The Shipleys were amazed that a group of teens who didn't know anything about a Korean War veteran would be willing to take the time to think about them and their family.
"They took time out for someone they didn't know anything about other than he was a veteran," Steve Shipley said. "That's pretty awesome."
A humble veteran
A few days after Fey's death on Nov. 1, another surprise came to the Shipleys.
They knew he was a patriotic man, even after leaving the service. He had told them about his Purple Heart, awarded after he took shrapnel while a member of the 245th Tank Battalion of the 45th Infantry Division. He never displayed the medal.
“He was very humble about it,” Lori said. “I asked him one time, ‘Fred why don’t you hang this up,’ but he didn’t want to. He would have never of thought that he was a hero. But obviously he was.”
Lori Shipley is a nurse in the critical care unit at St. Vincent Anderson Regional Hospital. Steve Shipley is retired as a paramedic with the Anderson Fire Department.
Fey, born in Shelbyville, had signed up for the Army in 1951 after the country went to war with Korea.
“He was very proud of his country,” Lori said. “He’s probably one of the most well-versed people on the state of the economy and politics. He watched Fox News all day long.”

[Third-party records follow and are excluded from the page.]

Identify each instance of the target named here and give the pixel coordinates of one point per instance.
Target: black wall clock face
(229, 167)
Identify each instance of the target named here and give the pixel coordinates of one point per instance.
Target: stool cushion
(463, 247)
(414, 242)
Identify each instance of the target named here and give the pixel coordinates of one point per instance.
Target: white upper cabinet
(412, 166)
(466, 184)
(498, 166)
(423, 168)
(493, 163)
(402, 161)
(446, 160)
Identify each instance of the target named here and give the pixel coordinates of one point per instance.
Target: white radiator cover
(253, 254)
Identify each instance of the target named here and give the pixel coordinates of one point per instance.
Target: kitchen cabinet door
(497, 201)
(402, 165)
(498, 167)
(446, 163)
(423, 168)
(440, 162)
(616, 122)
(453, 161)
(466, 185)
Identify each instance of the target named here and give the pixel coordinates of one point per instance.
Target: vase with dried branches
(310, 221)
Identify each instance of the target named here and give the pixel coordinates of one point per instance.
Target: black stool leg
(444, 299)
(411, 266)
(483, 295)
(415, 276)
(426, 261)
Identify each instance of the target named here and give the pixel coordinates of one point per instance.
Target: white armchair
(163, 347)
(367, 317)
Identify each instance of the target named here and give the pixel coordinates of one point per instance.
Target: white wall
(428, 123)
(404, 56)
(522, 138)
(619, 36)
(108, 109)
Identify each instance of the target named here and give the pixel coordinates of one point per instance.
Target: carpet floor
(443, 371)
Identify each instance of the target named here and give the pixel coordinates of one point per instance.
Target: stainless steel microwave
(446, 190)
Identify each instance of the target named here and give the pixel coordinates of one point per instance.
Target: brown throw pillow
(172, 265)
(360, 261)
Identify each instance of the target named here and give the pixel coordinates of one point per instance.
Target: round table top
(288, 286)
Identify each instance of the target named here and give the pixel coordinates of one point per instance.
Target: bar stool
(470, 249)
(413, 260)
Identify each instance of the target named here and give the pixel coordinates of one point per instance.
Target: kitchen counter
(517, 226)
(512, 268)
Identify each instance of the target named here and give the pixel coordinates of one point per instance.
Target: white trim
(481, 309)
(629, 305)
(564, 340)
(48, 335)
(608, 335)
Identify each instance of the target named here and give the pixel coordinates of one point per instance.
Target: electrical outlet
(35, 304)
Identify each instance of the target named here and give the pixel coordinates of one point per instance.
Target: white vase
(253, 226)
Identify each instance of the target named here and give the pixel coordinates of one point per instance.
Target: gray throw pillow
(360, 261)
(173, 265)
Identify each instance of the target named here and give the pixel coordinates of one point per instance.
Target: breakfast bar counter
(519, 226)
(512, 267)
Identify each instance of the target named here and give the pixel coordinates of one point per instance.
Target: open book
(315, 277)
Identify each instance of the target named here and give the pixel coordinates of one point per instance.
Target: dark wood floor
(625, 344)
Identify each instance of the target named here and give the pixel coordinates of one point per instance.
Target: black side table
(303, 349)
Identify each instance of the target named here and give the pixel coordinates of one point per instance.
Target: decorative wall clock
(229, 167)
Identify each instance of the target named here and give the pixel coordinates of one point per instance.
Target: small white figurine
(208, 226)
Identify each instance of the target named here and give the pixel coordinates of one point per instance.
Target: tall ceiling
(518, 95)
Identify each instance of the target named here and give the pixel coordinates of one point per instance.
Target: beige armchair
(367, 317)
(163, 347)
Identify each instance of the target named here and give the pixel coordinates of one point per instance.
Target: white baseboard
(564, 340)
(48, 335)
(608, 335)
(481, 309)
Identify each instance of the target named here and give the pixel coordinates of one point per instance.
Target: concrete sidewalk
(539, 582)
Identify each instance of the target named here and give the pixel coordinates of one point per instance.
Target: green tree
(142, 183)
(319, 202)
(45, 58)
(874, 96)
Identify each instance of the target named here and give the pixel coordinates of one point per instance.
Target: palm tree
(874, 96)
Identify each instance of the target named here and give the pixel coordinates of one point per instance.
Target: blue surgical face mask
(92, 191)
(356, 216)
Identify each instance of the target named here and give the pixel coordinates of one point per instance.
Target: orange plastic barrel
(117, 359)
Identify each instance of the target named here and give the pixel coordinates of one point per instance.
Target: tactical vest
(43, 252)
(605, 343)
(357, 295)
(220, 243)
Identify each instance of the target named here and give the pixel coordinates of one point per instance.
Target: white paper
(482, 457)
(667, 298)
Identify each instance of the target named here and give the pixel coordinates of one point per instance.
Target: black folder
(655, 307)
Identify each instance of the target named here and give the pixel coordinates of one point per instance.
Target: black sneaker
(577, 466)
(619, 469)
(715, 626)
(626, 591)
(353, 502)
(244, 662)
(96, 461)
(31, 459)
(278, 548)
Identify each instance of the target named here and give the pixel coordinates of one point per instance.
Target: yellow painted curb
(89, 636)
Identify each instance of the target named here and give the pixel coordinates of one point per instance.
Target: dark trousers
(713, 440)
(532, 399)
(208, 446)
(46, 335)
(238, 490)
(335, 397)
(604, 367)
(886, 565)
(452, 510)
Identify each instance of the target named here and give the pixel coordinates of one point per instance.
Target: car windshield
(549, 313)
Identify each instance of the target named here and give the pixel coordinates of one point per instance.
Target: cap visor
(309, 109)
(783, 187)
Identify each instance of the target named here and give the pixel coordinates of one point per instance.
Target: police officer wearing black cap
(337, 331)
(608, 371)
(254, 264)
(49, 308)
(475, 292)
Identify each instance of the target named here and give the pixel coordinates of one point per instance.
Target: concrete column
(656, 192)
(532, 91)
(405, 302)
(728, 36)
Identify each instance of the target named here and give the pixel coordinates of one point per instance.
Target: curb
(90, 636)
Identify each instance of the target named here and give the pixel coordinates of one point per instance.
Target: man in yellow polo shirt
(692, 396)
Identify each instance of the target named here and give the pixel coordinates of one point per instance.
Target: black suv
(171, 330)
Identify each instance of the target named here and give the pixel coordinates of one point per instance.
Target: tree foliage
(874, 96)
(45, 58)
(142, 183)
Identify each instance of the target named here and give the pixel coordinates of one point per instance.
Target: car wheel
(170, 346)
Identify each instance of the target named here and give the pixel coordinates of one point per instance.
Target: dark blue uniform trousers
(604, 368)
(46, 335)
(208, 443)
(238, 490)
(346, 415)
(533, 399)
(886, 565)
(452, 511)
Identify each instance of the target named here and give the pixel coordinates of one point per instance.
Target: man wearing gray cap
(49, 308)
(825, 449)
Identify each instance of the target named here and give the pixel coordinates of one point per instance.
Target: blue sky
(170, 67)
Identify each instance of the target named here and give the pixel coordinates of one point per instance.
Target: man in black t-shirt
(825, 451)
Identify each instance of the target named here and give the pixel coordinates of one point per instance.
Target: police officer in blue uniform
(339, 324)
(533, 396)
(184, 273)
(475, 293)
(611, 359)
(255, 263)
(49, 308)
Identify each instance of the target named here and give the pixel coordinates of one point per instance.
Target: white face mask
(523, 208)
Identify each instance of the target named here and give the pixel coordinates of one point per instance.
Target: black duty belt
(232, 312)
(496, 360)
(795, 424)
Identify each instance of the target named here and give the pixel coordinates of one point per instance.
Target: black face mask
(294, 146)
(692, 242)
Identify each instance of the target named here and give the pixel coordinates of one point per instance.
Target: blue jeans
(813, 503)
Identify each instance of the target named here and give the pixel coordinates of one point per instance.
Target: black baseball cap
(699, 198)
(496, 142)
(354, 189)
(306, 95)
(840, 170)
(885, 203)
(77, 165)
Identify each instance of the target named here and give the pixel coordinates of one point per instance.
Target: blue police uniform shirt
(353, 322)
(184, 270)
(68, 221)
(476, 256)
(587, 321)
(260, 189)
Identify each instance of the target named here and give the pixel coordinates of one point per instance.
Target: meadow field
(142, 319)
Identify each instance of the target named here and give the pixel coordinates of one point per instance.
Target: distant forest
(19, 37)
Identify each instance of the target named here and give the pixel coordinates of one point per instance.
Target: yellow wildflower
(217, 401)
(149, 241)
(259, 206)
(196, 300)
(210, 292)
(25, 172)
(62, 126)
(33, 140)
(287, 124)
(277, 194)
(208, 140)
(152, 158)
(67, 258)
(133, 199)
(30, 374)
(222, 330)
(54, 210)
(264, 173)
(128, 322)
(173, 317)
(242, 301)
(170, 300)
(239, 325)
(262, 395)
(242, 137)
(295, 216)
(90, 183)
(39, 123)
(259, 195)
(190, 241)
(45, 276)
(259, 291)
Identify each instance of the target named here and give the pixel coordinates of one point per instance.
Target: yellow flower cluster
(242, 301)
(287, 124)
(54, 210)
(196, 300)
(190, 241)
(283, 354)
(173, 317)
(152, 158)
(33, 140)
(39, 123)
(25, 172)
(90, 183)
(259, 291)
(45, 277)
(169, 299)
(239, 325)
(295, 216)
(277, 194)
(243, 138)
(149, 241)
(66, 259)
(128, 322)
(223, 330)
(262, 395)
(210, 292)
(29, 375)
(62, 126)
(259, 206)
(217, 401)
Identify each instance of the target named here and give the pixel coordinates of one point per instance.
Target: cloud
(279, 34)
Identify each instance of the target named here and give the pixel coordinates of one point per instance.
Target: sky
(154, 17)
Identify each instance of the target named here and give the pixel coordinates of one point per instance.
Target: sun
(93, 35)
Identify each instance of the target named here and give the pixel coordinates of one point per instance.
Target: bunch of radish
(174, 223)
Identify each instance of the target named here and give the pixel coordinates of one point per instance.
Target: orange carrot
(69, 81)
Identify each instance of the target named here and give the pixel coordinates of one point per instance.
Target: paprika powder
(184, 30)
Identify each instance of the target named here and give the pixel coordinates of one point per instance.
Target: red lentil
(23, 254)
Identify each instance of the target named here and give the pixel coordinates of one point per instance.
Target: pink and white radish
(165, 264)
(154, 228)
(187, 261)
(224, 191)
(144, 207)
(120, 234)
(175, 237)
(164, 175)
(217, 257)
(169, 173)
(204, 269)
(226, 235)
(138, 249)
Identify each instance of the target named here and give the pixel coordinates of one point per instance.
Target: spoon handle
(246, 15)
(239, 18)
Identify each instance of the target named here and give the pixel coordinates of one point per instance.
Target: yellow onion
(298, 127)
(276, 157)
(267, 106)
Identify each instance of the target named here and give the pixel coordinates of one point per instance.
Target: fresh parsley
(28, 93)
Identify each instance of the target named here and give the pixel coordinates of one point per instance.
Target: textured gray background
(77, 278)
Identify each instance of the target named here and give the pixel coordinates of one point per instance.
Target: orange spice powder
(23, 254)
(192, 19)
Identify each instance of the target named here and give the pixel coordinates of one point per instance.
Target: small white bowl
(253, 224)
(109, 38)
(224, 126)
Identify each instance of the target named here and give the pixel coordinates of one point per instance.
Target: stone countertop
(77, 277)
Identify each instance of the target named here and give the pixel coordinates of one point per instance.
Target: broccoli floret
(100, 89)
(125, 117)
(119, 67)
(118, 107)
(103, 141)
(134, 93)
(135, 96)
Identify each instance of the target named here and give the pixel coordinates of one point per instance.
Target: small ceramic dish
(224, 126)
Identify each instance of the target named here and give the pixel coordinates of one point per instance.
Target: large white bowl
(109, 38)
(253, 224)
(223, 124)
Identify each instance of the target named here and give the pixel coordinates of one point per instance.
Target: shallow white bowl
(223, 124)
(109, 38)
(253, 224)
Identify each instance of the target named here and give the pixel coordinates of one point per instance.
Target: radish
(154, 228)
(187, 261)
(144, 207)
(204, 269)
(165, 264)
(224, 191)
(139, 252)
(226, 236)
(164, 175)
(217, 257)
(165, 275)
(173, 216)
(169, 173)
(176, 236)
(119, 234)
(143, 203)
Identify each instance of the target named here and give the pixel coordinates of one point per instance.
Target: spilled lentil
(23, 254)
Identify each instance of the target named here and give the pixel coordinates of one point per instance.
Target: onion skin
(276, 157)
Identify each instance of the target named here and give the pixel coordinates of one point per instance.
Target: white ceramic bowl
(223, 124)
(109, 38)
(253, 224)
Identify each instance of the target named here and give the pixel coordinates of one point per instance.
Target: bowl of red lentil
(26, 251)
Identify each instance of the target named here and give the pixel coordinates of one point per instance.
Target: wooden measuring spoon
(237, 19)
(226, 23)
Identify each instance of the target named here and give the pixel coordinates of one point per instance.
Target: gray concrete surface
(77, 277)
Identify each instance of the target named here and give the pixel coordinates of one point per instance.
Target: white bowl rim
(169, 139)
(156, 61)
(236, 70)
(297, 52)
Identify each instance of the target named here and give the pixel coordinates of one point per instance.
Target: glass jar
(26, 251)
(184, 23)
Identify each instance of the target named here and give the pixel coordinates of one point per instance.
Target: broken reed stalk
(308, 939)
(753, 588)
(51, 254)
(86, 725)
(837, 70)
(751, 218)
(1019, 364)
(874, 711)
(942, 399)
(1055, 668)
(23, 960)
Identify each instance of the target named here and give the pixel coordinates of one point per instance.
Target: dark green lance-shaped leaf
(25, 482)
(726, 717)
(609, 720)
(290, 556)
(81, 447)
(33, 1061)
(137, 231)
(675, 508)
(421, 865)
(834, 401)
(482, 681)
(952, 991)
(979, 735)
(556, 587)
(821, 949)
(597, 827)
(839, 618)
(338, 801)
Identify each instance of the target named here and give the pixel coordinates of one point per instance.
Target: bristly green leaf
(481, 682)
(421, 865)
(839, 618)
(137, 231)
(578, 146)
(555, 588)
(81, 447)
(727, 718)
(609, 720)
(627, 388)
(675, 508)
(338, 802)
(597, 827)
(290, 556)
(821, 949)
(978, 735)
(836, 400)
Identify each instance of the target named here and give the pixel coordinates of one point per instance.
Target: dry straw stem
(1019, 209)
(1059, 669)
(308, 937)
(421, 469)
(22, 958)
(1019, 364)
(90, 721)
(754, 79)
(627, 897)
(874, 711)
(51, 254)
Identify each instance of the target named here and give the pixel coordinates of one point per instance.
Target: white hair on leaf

After his military service was over, Fey worked as an auditor for AIG Insurance in Anderson. At 82, he died after a yearlong illness. He was buried Nov. 15.
Four days later, Lori received a package at her home.
“At first I thought it was his medicine,” she said. “And I opened it up and it was all his medals.”
Packed inside the box were other honors the Shipleys had never seen.
“I’ve known the man for 38 years and I didn’t know about this,” Steve said, gesturing to the medals and pins laid out on a table. “Except for the Purple Heart.”
One of the biggest surprises: three Bronze Star medals.
The fourth-highest individual military award, the Bronze Star is bestowed on soldiers for acts of heroism or merit. The Shipleys said they had no idea that Fey received the award, much less how he earned it.
For the Shipleys, the medals are more tangible evidence of the value of Fred Fey's life.
“He was sharp as a tack,” Steve said smiling. “It was just his body couldn’t hang in there. He had quite a history of different health things. He had throat cancer and quadruple bypass history. We always used to say Fred had nine lives, we just didn’t know which one he was on.”
Fey's obituary now hangs with others above a white bulletin board in a Lapel classroom where it will be joined by hundreds of others over the course of the year. Cassiday expects the obits will overflow to all corners of the room by the time May rolls around.
And for the students and the Shipleys, the obituaries stand as proof that a group of individual soldiers are still teaching students valuable history lessons.